Baldcypress and water tupelo sapling response to multiple stress agents and reforestation implications for Louisiana swamps

Abstract Forested wetlands in Louisiana are hydrologically isolated from the Mississippi river, impacted by saltwater intrusion, and are sinking, resulting in more frequent flooding for longer periods; and these problems are exacerbated in some areas by impoundment from manmade structures. Additionally, defoliation of the two dominant trees, baldcypress and water tupelo, occurs frequently during spring. In Louisiana, the baldcypress leafroller, BCLR, ( Archips goyerana Kruse) and the forest tent caterpillar, FTC, ( Malacosoma disstria Hubner) defoliate up to 120,000 ha of baldcypress-tupelo swamps annually.
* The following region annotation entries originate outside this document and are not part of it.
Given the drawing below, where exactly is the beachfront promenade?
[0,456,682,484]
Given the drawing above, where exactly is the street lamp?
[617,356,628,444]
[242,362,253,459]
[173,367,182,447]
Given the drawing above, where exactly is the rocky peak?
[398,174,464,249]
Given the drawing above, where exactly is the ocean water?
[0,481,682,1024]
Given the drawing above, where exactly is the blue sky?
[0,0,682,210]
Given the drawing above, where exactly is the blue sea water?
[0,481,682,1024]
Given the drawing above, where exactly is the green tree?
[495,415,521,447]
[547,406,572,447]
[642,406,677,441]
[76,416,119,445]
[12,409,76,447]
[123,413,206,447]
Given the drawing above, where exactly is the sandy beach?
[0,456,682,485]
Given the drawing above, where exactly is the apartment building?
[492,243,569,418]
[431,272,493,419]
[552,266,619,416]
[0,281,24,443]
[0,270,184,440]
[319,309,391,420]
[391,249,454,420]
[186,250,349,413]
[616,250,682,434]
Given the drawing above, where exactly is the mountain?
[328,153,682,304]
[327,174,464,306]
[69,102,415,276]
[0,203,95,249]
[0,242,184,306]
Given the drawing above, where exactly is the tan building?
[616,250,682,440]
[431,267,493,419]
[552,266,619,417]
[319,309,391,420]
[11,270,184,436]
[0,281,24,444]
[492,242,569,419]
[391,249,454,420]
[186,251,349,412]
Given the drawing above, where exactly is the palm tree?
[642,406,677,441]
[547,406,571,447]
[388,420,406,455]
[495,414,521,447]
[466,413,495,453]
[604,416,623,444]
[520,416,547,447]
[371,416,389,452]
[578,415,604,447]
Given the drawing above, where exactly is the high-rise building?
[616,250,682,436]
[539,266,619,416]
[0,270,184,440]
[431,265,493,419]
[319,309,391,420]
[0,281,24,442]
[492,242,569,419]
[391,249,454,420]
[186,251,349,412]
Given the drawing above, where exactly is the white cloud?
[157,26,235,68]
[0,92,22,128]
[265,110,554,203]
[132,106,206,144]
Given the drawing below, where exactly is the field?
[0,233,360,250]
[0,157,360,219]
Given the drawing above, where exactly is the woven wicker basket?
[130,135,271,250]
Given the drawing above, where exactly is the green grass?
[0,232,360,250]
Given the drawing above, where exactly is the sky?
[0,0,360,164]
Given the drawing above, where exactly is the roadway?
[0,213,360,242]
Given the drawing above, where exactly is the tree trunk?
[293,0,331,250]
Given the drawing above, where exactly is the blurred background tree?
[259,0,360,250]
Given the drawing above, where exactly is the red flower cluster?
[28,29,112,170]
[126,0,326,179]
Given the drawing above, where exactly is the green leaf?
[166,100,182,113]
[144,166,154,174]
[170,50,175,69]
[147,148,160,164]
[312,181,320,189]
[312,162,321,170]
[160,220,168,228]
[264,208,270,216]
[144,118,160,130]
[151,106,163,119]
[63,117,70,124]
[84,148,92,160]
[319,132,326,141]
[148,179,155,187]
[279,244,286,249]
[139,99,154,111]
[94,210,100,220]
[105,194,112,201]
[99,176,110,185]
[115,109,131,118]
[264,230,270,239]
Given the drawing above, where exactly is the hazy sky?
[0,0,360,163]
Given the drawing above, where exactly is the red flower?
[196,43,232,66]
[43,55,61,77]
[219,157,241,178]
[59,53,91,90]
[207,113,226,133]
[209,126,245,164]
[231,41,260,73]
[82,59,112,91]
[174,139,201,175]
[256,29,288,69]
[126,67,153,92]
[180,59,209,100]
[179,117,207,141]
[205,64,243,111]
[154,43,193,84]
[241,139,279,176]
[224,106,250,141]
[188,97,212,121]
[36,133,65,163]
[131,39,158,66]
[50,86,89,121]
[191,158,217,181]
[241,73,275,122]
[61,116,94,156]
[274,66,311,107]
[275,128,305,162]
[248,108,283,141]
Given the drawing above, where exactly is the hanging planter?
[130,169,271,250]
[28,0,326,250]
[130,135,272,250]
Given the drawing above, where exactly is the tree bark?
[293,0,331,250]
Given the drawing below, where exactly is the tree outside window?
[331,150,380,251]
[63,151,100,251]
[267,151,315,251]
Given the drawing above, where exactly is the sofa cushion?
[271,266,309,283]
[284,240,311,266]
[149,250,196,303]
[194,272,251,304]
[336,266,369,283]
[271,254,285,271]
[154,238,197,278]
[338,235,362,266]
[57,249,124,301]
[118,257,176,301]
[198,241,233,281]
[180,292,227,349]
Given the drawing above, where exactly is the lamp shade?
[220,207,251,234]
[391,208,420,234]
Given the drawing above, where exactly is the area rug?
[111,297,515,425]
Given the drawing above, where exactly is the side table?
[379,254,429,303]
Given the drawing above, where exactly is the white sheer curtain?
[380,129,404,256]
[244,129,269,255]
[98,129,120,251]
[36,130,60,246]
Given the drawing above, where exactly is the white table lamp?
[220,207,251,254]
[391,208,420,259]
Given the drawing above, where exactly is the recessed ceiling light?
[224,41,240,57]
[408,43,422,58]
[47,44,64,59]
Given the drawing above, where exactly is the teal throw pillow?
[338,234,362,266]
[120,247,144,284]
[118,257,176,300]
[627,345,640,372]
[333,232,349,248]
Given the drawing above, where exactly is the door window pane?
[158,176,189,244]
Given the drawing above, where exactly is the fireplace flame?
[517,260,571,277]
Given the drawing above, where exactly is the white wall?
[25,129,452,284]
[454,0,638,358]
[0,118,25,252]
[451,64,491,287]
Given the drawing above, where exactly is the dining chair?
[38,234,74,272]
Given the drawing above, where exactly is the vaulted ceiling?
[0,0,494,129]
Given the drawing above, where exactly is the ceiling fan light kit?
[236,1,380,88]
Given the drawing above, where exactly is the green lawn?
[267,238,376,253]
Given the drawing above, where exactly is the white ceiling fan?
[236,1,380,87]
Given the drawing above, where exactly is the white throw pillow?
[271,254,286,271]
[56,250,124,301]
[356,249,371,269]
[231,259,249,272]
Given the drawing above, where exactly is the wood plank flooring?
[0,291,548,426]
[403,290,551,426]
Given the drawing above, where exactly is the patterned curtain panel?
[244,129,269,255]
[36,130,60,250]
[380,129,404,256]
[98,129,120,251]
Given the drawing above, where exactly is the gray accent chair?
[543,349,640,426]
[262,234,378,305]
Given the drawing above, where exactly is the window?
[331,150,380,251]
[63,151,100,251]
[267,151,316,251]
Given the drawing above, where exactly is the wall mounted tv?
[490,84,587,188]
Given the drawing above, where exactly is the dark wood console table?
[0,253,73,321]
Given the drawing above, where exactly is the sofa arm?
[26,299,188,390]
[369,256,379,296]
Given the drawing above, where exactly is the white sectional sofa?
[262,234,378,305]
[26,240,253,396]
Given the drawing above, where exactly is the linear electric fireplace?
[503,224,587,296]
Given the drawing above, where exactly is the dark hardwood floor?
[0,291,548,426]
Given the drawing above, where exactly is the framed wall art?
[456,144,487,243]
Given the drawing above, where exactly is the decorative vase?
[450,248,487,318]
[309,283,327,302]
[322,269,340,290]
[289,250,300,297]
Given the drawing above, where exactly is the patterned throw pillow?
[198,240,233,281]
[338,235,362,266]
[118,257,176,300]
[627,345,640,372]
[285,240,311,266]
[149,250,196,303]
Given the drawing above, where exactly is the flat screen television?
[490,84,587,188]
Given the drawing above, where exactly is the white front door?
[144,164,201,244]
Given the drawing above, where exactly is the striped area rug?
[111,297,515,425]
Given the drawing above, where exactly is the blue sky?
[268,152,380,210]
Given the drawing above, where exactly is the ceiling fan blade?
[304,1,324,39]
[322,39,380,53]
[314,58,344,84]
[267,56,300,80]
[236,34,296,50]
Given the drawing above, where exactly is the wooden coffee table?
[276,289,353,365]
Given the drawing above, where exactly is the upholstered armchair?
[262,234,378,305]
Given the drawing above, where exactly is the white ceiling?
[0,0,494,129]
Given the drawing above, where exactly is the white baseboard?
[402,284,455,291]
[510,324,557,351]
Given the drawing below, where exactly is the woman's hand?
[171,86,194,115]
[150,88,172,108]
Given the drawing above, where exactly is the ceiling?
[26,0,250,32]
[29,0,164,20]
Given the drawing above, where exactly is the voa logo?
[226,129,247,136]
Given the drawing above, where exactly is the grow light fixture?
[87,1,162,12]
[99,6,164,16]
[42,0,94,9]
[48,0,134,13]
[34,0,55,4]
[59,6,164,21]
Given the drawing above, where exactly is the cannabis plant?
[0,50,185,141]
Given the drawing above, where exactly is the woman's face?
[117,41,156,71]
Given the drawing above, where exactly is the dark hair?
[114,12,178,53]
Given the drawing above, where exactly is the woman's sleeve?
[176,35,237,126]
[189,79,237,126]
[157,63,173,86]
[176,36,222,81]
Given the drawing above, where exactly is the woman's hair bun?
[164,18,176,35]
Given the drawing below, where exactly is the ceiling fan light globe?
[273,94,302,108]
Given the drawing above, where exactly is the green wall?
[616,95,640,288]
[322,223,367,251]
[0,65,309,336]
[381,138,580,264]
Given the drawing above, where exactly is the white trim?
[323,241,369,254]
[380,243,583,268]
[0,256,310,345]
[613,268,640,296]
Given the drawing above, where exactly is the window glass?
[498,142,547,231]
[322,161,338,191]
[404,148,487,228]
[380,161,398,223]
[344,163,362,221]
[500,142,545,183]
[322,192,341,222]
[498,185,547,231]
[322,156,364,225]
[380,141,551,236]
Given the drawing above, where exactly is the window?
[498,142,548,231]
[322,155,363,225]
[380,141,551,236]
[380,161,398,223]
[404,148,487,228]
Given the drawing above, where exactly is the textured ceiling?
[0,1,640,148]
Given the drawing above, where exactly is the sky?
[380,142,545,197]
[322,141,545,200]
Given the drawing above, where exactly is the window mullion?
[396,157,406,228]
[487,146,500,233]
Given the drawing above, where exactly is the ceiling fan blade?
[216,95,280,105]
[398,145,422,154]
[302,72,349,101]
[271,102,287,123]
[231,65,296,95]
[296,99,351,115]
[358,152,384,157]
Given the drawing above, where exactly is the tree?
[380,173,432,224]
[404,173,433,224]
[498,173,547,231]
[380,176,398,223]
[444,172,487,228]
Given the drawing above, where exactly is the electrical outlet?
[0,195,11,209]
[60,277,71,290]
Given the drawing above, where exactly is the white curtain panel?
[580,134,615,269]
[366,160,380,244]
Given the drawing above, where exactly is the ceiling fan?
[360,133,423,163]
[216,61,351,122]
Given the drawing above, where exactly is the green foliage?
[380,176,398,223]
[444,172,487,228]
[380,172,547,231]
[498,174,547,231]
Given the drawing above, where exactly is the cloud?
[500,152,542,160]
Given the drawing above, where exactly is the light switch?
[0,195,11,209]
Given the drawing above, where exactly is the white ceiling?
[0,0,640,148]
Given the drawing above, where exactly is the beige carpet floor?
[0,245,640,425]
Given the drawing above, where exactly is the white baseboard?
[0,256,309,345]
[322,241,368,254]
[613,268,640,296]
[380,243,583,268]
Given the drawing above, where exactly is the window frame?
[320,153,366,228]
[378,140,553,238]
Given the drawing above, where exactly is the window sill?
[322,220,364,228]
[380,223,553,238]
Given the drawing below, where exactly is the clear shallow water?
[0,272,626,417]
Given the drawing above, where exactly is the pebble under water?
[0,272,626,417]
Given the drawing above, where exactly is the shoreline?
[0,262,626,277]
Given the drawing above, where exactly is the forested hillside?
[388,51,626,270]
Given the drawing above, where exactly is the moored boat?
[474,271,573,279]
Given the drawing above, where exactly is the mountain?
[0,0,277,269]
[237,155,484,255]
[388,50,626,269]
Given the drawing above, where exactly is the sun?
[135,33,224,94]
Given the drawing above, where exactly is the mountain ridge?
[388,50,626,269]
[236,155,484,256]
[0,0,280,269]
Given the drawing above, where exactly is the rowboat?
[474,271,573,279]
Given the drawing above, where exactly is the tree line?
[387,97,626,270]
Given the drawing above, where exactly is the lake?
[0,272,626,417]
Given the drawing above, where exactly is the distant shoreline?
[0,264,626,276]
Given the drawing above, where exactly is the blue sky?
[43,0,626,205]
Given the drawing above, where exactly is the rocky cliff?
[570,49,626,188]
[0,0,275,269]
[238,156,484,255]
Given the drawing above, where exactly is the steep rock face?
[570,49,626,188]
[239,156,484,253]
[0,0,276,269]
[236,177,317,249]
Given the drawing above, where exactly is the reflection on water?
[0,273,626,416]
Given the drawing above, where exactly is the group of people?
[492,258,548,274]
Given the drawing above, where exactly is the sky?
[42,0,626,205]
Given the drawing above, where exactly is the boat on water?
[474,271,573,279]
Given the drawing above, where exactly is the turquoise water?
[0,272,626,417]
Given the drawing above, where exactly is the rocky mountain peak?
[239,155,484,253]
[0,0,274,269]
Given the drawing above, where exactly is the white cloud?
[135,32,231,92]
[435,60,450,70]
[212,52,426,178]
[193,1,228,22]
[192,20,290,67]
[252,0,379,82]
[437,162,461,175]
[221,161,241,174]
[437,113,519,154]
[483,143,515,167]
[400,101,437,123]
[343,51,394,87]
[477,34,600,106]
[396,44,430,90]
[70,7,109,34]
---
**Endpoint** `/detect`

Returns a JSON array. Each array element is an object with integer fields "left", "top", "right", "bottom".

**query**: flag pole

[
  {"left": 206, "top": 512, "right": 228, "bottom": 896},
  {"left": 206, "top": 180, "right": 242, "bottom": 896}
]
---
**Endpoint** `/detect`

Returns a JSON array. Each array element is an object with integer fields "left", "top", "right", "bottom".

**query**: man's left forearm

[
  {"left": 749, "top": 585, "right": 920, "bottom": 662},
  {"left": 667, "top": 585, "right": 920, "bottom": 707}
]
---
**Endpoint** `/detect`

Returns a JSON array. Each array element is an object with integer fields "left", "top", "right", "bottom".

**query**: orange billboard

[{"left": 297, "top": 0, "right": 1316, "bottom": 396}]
In combination, these factors have led to severely degraded forested wetlands with reduced basal area, dieback, and tree mortality over extensive, formerly productive, swamplands. Restoration plans call for creating diversions to reintroduce Mississippi river water to increase sediment elevation, promote natural regeneration, and enhance primary and secondary productivity. In this study, insect-tree-health relationships were evaluated in a multifactor, greenhouse experiment incorporating these environmental stressors as well as nutrient enhancements under simulated diversion conditions. The combination of nutrient deprivation and flooding led to “poor” sapling growth, while nutrient enhancement under flood conditions led to significantly higher growth and saplings grew as well as, or better than those that were non-flooded and unfertilized. Importantly, nutrient deprived saplings had growth similar to salt-stressed (3 ppt) saplings. Defoliated saplings had significantly lower growth, with the largest differences seen in the fresh, nutrient-rich treatments, while salinity and the combined effects of nutrient deprivation and flooding still remained the most important factors contributing to sapling growth. Taken collectively, these experiments demonstrated that river diversions may be a viable management tool for improving health and productivity of declining forested wetlands. Findings from this study are meaningful for post-harvest management in existing forests because they describe a variety of local environmental conditions that predict which areas may be successfully regenerated.